Have you ever believed that your thoughts were so deep and innovative that they could be considered a work of art? Well, if by the off chance you have, the idea of your thoughts being a work of art might not be as far-fetched as one would think, thanks to the invention of 3D printing!
Imagine this; you are sitting in a room with a NeuroSky electroencephalogram (EEG) sensor pressing against your temple and forehead. Across from you is a TV screen that is showing abstract shapes as they swell and mutate in 4K resolution.
All the while you are sitting there, a computer is measuring your brain activity and mapping it as a 3D model. Initially, the model looks a lot like a piece of paper with a flat surface. However, that doesn’t last long because as soon as your brainwaves register a sense of concentration, a dimple appears on the surface. Next, when feeling a sense of calmness, the surface is pushed upward into a peak.
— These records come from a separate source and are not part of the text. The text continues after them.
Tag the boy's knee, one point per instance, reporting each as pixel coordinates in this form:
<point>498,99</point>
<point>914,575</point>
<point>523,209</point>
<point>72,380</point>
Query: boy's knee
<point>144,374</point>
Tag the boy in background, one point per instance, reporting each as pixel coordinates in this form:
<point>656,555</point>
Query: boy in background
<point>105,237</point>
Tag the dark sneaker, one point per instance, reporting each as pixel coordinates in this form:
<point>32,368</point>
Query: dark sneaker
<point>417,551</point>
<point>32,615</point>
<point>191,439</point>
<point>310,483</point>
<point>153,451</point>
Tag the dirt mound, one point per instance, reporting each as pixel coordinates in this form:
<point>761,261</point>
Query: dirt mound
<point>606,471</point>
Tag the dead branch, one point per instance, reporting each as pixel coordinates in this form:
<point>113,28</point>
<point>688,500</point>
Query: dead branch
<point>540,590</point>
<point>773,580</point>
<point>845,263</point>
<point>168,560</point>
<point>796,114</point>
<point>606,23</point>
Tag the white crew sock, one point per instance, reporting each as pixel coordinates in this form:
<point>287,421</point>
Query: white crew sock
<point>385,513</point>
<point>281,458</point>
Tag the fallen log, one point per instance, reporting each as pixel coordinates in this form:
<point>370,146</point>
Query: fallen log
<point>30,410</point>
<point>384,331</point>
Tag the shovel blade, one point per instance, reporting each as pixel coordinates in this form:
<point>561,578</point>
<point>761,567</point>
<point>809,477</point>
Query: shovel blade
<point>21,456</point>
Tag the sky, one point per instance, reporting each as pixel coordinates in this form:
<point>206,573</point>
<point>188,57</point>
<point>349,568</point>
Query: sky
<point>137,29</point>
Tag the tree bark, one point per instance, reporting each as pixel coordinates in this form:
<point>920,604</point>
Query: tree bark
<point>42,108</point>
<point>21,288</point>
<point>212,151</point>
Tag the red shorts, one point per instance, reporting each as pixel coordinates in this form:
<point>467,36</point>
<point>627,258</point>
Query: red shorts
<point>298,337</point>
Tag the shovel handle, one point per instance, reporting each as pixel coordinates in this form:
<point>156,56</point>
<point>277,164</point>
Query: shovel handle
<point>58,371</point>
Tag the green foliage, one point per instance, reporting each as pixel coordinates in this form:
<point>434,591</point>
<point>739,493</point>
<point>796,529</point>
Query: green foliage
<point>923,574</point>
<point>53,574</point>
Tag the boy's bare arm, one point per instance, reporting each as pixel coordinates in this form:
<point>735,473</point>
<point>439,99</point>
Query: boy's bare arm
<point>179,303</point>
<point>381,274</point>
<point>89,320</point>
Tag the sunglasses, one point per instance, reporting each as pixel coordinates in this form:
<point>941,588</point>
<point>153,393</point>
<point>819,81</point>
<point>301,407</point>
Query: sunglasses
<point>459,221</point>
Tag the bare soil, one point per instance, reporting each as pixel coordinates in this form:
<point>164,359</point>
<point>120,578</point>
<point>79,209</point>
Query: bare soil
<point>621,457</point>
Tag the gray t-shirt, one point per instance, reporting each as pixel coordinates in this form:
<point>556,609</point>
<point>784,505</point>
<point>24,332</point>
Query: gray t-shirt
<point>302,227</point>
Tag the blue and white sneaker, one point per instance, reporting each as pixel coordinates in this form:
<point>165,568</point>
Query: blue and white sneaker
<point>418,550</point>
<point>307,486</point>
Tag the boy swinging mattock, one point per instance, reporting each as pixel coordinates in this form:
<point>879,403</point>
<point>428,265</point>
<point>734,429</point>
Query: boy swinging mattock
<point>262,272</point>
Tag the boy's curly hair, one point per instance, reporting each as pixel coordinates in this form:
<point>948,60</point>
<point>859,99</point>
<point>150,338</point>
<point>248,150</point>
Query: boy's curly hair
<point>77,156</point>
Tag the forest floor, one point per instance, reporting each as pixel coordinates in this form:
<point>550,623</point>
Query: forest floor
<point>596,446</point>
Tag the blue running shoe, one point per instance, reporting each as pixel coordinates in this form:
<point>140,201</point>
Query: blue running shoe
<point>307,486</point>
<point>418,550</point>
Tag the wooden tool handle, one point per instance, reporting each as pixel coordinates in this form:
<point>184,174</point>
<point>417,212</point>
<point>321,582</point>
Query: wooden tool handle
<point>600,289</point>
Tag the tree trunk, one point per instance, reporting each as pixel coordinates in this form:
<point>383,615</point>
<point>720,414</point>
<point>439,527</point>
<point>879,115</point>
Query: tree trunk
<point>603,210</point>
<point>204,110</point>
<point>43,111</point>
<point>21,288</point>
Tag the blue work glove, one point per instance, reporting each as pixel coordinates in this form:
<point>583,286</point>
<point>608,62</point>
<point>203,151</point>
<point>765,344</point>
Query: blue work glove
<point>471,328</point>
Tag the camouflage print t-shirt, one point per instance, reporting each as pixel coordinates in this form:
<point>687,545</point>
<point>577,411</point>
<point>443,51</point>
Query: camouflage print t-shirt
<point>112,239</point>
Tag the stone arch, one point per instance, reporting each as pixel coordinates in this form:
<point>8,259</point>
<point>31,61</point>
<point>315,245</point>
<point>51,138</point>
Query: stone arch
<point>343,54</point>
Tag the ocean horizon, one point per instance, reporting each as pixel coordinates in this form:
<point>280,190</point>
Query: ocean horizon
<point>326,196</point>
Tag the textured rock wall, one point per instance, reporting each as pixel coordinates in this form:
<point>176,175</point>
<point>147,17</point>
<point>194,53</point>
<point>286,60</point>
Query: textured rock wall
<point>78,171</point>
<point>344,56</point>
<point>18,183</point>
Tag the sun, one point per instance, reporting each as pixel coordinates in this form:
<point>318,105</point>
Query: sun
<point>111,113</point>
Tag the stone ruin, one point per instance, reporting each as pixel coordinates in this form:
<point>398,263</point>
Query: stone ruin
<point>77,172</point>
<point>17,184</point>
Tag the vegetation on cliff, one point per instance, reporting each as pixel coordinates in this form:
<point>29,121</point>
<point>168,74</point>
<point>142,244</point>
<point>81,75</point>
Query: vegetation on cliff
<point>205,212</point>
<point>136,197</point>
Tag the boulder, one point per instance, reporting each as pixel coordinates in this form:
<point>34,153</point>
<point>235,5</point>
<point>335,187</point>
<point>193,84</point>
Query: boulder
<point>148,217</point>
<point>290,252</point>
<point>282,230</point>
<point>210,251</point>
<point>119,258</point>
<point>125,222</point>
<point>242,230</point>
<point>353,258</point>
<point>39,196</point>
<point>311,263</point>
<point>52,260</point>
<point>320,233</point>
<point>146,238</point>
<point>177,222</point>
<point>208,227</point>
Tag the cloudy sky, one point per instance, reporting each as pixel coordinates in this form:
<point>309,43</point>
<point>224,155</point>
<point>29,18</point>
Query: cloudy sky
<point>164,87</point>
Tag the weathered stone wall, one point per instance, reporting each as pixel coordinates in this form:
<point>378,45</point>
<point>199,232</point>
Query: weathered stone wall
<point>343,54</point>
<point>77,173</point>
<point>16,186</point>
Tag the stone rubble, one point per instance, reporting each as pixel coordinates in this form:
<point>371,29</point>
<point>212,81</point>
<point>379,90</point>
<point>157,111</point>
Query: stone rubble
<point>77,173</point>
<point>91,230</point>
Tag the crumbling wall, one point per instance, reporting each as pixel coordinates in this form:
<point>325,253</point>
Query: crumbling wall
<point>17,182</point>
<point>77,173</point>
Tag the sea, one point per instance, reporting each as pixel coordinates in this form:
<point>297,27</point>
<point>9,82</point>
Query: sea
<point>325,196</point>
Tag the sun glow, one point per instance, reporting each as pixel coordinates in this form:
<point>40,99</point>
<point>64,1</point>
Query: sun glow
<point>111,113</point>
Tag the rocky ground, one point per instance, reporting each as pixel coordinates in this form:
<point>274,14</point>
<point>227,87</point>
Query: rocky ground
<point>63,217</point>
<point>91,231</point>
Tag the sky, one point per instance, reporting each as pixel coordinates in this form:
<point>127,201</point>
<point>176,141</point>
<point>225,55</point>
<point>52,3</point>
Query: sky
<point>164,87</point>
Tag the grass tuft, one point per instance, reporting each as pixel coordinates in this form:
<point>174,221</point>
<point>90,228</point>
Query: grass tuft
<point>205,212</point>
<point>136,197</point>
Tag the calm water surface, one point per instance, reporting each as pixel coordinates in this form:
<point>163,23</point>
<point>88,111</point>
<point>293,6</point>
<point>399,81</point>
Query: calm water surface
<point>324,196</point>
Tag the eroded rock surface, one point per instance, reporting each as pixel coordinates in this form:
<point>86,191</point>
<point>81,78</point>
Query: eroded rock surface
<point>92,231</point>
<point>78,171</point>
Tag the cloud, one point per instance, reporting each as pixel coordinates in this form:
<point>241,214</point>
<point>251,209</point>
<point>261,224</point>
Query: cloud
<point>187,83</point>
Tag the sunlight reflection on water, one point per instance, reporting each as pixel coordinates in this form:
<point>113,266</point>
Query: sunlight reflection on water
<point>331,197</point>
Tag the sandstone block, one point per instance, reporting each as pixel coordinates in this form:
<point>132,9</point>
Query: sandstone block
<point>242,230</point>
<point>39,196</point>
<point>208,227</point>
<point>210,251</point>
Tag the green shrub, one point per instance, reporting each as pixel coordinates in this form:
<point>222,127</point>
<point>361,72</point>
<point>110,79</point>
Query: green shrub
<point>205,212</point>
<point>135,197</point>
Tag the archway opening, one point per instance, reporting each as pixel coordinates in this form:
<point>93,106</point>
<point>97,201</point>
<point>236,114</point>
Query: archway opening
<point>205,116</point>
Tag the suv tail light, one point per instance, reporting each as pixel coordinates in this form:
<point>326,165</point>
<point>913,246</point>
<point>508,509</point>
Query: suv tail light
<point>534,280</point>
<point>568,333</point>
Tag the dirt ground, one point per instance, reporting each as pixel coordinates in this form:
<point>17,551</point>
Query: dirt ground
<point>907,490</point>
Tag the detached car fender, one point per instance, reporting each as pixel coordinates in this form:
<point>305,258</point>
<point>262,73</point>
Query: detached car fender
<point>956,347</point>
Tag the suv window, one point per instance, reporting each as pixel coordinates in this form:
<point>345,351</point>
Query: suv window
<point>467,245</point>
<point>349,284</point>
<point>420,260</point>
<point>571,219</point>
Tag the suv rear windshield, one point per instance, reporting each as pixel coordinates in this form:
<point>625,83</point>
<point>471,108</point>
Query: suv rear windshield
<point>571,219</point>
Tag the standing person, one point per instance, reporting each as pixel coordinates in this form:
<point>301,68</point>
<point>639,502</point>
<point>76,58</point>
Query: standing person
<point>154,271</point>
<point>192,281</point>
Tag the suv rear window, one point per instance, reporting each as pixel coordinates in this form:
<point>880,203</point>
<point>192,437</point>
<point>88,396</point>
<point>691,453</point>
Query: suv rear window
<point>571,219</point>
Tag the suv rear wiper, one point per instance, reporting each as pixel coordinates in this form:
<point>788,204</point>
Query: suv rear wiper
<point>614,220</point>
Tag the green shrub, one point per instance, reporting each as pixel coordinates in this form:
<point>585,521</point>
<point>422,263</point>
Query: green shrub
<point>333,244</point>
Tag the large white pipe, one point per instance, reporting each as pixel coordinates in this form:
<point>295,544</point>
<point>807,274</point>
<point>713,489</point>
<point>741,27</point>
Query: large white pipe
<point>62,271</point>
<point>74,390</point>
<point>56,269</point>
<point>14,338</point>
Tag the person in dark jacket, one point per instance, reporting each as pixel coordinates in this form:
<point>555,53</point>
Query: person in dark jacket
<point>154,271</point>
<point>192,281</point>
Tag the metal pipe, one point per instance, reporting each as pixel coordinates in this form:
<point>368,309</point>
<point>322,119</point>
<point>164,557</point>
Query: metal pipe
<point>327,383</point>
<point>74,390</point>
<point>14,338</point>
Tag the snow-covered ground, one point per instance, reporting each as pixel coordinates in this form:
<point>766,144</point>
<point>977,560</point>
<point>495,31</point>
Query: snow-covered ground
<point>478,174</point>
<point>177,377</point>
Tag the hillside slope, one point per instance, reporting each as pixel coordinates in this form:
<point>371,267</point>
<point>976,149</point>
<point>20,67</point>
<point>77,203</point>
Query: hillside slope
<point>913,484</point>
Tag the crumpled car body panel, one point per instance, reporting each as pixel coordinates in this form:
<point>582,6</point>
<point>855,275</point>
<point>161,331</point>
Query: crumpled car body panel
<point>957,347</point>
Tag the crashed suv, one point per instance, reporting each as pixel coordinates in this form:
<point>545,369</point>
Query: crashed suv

Since emotions can’t be measured, intensities are used instead.
This is just the first step in artist Ion Popian’s art project, Mental Fabrications that turns brain maps into 3D objects.
The maps are edited in a 3D modeling program where Popian and his programmer, Thomas Martinez, convert the data into a smooth, rippling landscape that is then 3D-printed. Once it’s printed, it essentially creates a tangible model of your mind. So, in essence, your mind is a piece of art.
Popian wants to turn the models into something that is more three-dimensional by morphing them into free-standing figures rather than the rolling planes.
This innovative usage of 3D technology shows that even art has the capability to find solutions to common problems. The problem at hand, as described by Popian, is that in architecture, emotion doesn’t usually factor in to how a structure is designed. Popian also says, “Architecture has a visual impact on whoever occupies it, which produces emotion.” The EEG technology could potentially affect how buildings in the future are designed. Because, as he explains, if the subconscious relationships of people as they experience spaces like a hospital or airport are mapped, then there is the chance that architecture could be designed in order to be responsive to them.